🤖 AI Summary
This study addresses the current lack of a systematic synthesis regarding the application, design patterns, and research gaps of large language model (LLM)-driven pedagogical agents in education. Following the PRISMA-ScR guidelines, the authors conducted a scoping review of 52 studies published between November 2022 and January 2025, integrating literature from five major databases through bibliometric and qualitative analyses. They propose an innovative four-dimensional design framework—encompassing interaction modality, domain scope, role complexity, and system integration—to elucidate the distinctive deployment characteristics of such agents across K–12, higher education, and informal learning contexts. The review also identifies emerging trends, including multi-agent systems, virtual student simulation, and integration with immersive technologies, while highlighting critical ethical challenges related to privacy, content accuracy, and learner autonomy, thereby charting directions for future research.
📝 Abstract
This scoping review examines the emerging field of Large Language Model (LLM)-based pedagogical agents in educational settings. While traditional pedagogical agents have been extensively studied, the integration of LLMs represents a transformative advancement with unprecedented capabilities in natural language understanding, reasoning, and adaptation. Following PRISMA-ScR guidelines, we analyzed 52 studies across five major databases from November 2022 to January 2025. Our findings reveal diverse LLM-based agents spanning K-12, higher education, and informal learning contexts across multiple subject domains.
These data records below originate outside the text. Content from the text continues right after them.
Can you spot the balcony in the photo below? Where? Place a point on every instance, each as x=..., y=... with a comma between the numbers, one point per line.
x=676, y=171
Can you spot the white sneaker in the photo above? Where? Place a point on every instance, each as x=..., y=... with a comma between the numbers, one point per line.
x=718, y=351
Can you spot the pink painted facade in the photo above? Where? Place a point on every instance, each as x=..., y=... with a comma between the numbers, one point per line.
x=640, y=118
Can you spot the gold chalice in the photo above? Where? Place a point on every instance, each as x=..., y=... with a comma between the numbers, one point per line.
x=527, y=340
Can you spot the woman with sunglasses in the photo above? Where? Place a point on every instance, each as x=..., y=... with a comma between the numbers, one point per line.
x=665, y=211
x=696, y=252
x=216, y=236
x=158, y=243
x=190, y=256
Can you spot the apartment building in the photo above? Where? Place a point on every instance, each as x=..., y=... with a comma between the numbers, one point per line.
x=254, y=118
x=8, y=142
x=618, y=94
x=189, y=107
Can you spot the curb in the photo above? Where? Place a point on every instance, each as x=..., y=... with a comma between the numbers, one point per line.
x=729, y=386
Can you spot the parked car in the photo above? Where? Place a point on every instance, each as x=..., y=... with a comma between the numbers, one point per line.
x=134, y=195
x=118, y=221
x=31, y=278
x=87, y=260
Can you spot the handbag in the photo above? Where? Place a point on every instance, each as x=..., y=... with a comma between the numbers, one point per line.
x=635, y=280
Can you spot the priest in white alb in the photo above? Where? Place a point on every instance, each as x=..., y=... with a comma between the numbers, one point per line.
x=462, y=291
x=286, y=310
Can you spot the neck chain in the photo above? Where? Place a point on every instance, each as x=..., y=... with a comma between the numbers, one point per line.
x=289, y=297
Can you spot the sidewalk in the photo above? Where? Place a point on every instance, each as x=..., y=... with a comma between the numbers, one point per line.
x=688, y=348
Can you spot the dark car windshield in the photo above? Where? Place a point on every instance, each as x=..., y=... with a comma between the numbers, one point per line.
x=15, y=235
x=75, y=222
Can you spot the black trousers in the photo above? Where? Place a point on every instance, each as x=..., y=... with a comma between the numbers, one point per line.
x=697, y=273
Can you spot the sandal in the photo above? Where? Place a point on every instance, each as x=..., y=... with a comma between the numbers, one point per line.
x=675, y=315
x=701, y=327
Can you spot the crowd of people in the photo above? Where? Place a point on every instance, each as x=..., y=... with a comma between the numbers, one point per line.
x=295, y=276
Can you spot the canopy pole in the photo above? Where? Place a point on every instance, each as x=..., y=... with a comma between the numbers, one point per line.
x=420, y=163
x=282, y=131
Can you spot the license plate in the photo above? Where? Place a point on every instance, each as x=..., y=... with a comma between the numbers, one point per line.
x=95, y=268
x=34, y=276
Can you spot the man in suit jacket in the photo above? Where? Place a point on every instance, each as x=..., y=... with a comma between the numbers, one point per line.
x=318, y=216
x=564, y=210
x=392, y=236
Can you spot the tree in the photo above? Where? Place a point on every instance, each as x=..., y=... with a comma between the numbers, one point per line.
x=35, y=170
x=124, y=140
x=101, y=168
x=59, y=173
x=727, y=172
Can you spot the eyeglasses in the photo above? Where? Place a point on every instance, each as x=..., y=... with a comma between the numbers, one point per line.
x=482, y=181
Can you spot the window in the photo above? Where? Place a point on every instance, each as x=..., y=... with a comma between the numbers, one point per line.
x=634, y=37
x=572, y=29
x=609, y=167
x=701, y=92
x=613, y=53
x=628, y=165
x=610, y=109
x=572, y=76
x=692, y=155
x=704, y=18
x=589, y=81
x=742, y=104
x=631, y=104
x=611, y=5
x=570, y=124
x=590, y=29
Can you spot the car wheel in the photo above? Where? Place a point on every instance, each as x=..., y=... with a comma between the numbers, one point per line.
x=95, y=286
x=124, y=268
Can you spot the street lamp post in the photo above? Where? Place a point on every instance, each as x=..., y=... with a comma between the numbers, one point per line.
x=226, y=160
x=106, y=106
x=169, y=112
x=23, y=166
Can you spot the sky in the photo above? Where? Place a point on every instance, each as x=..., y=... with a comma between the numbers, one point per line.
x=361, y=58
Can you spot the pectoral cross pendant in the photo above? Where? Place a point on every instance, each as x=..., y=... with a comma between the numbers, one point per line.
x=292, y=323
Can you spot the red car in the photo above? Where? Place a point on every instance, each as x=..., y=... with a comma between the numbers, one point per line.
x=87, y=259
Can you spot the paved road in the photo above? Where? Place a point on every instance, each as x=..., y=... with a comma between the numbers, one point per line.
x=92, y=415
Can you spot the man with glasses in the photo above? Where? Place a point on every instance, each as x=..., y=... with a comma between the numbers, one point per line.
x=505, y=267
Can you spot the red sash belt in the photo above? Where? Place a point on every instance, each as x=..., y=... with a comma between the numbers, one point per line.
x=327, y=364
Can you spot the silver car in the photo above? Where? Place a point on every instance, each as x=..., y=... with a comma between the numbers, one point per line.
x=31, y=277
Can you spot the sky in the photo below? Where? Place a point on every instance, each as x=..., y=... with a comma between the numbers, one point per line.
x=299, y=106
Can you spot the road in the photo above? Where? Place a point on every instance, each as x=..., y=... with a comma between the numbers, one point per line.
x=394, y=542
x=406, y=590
We identified four key design dimensions characterizing these agents: interaction approach (reactive vs. proactive), domain scope (domain-specific vs. general-purpose), role complexity (single-role vs. multi-role), and system integration (standalone vs. integrated). Emerging trends include multi-agent systems that simulate naturalistic learning environments, virtual student simulation for agent evaluation, integration with immersive technologies, and combinations with learning analytics. We also discuss significant research gaps and ethical considerations regarding privacy, accuracy, and student autonomy. This review provides researchers and practitioners with a comprehensive understanding of LLM-based pedagogical agents while identifying crucial areas for future development in this rapidly evolving field.